While the United States markets its society through democracy, it markets its economy through the dollar. The cliched American values of liberty and freedom mean nothing unless they are backed by the equally cliched Great American Dream, made possible thanks to the greenback. The US Dollar is not just their brand ambassador, it is one of the most important brand elements of the US. It is also a brand on its own, and a way to measure the brand equity of the USA.
The US did not invent the dollar. The word dollar was already used for money in Old World Europe. Both Shakespeare’s Macbeth and Tempest contain the word dollar, and they were first performed in 1611, even before the Pilgrim Fathers set sail for America in 1620. The word ‘thaler’ went through European languages, and arrived as ‘dollar’ in English. Due to the large scale availability of the Spanish dollar, and a shortage of official British coins, the US adopted the ‘dollar’ as its currency.
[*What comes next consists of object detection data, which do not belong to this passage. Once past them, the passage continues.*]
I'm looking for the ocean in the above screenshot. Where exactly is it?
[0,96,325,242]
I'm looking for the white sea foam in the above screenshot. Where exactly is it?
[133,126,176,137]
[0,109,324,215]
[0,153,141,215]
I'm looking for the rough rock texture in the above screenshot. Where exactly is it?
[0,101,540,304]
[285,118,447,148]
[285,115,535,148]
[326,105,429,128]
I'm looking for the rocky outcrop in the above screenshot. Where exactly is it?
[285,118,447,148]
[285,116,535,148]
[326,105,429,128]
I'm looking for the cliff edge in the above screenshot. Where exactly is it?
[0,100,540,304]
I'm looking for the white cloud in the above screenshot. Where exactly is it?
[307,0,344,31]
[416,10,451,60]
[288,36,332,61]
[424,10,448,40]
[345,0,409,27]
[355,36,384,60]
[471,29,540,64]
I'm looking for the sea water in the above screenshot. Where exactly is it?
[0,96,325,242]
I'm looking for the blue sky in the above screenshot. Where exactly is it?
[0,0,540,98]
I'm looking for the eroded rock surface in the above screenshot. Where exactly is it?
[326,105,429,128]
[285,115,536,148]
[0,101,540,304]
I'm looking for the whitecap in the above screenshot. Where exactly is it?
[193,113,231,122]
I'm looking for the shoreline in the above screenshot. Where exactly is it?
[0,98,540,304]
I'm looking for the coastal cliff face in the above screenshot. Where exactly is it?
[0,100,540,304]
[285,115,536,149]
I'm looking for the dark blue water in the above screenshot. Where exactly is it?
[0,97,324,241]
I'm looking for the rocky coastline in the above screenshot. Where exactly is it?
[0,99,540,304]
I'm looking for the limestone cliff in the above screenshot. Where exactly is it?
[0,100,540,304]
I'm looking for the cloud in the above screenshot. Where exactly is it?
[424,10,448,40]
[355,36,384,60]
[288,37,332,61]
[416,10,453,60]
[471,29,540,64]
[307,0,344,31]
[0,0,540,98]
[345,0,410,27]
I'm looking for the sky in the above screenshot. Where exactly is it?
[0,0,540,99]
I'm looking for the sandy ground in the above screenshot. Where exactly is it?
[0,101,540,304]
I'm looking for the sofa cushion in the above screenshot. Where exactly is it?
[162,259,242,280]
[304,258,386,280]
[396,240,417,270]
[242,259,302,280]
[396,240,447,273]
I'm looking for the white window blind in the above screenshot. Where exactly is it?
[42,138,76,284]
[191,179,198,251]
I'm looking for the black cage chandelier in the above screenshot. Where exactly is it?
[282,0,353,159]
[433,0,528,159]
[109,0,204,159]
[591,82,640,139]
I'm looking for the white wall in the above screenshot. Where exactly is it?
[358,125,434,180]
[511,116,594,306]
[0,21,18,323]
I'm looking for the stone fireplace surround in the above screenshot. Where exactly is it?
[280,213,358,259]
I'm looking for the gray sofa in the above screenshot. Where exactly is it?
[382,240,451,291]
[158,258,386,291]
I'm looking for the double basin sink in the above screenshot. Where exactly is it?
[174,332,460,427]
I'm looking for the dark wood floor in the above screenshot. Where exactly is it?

This was a turning point for the pound and its future.
The dollar was just another currency till World War I hit Europe. While European currencies, including the pound, became unstable and empires went off the maps, the dollar rose along with the US. The Great Depression did cause problems, but Hitler stepped in with World War II, leading to the great American boom while Britain and the rest of Europe shattered. Post Word War II, all the rebuilding was driven by the USA; they dominated global trade, all the international agencies were set up by them, mostly headquartered in the US, and the currency of choice became the dollar.
An imploding British Empire lost India, and other colonies. Even once autonomously happy states under it gained independence and switched over from the pound to the Canadian dollar, the Australian dollar, the Hong Kong dollar, the Singapore dollar and the New Zealand dollar. Not a pound in sight. The dollar was the name of choice for your currency. It was simpler to use too. The division was in cents, versus the cumbersome division of the pound into shillings and pence. The once strong pound that wielded its weight in gold would recede to the boundaries of Great Britain as did the Empire it represented. And the USA and its dollar would step to the forefront to fill the void that it had created.
Despite its break from the gold standard in 1971, the strength of the dollar would be reinforced by the events in the 1980s that led to the eventual downfall of the USSR, making the ruble into rubble, and making USA the only true superpower, an economic one. Its brand of money and weapon of choice: the dollar.